3.  Mummy bags are lighter, pack smaller and are much warmer since there is less space to heat. However they are confining.  If you need a lot of sleeping space, you may have to go with rectangular and pay the weight and space penalty.

4.  The manufacturer's temperature ranges are usually based on ideal conditions.  Buy a bag rated for at least 10 degrees below the worst you think you will need.   April and October can be mighty cold in the North and worse in the mountains.  Also, do you sleep cold?  Are you piling on the blankets when others are sleeping under only a sheet?  Take this into consideration when buying.   You can always sleep on top of a too warm bag but if your bag is inadequatly insulated you will be miserable.  

Offline OmahaNeb

Sleeping Bag Recommendation
« Reply #2 on: April 29, 2004, 05:38:27 pm »
Weight and volume are big issues during any outdoor travel experience.  A down bag will weigh less and consume less space on your bike.  They also cost more money.  I have used my current down bag for over 30 years.  I have worked as a canoe guide and mountaineering instructor during the summers in college.  During all the years of use, I only got my bag wet once and that was on a bike tour.  To dry my bag, I went to the town laundry mat, put my bag in a dryer with a tennis shoe and 15 minutes later had a dry bag.  To keep the bag dry, put a trash bag inside your sleeping bag stuff sack, then stuff your sleeping bag into the trash bag/stuff sack.   As far as sleeping in a mummy bag, the bag moves with you.  If you bend your knees, the bag moves/bends at your knees, you don't bend your knees within the mummy bag.   If you don't plan on using a good tent, then I would use a synthetic bag and use a compression stuff sack.

Offline wanderingwheel

Sleeping Bag Recommendation
« Reply #3 on: April 29, 2004, 07:58:57 pm »
There is really no reason any more to buy a down bag.  Modern synthetics such as Polarguard 3D can actually come in lighter than a similar down bag, and is cheaper.  The down bag can be packed smaller, but the difference is not much.

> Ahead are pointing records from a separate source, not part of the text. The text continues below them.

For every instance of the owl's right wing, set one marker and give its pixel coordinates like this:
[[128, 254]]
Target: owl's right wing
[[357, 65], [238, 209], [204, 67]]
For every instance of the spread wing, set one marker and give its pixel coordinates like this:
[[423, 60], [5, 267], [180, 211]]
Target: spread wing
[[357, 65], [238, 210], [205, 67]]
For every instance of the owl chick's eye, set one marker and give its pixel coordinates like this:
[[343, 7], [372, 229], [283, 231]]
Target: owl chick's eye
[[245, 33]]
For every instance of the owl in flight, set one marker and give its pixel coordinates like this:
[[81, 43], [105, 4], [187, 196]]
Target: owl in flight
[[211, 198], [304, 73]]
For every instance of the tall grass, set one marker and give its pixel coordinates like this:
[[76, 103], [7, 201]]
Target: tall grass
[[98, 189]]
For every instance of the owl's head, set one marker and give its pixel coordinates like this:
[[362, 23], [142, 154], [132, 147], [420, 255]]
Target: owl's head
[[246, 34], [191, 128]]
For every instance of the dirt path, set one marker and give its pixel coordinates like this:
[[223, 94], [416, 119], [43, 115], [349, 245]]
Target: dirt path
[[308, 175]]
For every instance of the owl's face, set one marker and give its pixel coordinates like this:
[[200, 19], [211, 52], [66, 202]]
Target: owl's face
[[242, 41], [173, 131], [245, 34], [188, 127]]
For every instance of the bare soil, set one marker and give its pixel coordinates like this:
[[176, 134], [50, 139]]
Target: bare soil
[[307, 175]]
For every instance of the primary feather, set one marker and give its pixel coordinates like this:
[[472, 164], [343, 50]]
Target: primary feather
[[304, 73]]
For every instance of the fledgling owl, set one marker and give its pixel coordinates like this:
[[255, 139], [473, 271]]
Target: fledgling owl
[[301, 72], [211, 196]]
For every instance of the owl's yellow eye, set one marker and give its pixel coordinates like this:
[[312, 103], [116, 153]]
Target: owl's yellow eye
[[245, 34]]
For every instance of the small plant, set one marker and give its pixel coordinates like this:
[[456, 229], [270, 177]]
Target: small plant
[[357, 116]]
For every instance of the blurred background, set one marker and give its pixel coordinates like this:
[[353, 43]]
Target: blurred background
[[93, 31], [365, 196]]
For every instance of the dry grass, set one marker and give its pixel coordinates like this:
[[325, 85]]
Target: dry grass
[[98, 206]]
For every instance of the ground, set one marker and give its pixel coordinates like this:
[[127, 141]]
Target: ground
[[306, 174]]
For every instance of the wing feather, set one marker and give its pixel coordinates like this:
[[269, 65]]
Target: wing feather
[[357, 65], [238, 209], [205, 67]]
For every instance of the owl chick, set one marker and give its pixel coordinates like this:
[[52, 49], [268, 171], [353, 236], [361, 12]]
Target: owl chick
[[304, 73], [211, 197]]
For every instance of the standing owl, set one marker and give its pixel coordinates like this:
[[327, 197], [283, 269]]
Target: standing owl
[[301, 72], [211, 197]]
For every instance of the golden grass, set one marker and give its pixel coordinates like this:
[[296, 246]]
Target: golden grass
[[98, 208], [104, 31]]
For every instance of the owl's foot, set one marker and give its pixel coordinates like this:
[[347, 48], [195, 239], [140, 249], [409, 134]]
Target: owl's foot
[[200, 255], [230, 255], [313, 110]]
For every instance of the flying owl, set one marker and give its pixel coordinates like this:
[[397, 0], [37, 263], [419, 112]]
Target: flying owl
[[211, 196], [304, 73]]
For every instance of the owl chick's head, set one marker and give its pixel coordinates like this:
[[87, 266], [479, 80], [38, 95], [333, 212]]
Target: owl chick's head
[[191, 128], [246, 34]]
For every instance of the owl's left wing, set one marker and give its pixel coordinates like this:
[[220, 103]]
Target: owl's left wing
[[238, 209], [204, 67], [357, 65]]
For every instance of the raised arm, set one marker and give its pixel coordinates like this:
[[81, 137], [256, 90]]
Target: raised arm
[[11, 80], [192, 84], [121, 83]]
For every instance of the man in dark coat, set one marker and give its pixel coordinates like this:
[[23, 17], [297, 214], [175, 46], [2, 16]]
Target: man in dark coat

I like mummy bags with hoods; they are lighter and warmer than a rectangular bag.

Temperature ratings vary a lot between manufacturers.  If it is possible, rent the bag you ant to buy and try it out for the weekend to find out if the temperature is right.  My bag is rated at 30 deg. and I have taken it snow camping without a problem, but some of my friends need a 0 deg bag when the temperature drops below 50.  A ski cap can add an extra 10 degrees to the bag, as can a thicker sleeping pad.


Offline Jackalope

Sleeping Bag Recommendation
« Reply #4 on: May 02, 2004, 06:51:38 am »
I think the only reason to get a down bag is you're obsessed with space (like me.)  Personally, I know that I can pack up my bag, and get into into it's waterproof kayak bag and not have to worry whatsoever about it getting wet.  I toured for 3 months 2 years ago and had 2 problems, but that had to do with sleeping outside and being woken up by sprinklers!  My own fault.  Anyway, if you want a good weight: warmth ratio, choose down.  It's light, small and I think it feels nicer than any synthetics.